Development of a three-dimensional boundary integral method and its application to bubble formation from submerged orifices

A three dimensional boundary integral method is developed to study formation of gas bubbles from an underwater orifice. Since the bubble growth process is highly transient in small viscosity liquids like water, the flow field is assumed to be irrotational. Based upon this simplification, a potential-flow boundary-integral formulation is adopted to model the bubble growth. This study involves complicated geometries that are easily handled with the three dimensional code. Numerical instabilities leading to zig-zag patterns on the bubble surface commonly associated with the boundary integral technique are found to be even more severe for the three dimensional cases. An artificial damping term of Laplacian type is introduced to eliminate these instabilities. In addition, an artificial repulsive force that is proportional to the inverse of the square of the normal distance between a free surface and a solid wall is also introduced to simulate the lubrication layer that is neglected in the potential flow framework.;Numerical simulations are carried out to investigate bubble formation from a submerged orifice under various conditions.

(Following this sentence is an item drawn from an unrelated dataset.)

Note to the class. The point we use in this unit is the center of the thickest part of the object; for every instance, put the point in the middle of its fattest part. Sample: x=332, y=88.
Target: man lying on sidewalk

The liquid/gas system is compromised of air bubbles formed in water. Bubble injection in a cross liquid flow is the primary three dimensional case that has been extensively studied and compared with experiments in this work. Systematic simulations demonstrate the influence of liquid inertia, bubble's added mass, buoyancy as well as the geometry of the bubble injection device on the bubble size and shape. A good agreement is found between the simulations and the experiment for air bubbles of radii in the range from a few hundred microns to a millimeter. A good agreement is also achieved in simulations of three dimensional bubble formation from a tilted needle in an unbounded liquid domain. In addition, simulations of the process of bubble removal at an orifice are carried out, revealing potential difficulties in eliminating numerical instabilities for this case. The results demonstrate, for the first time. the effectiveness and reliability of the three dimensional boundary integral technique as a research tool in these flows.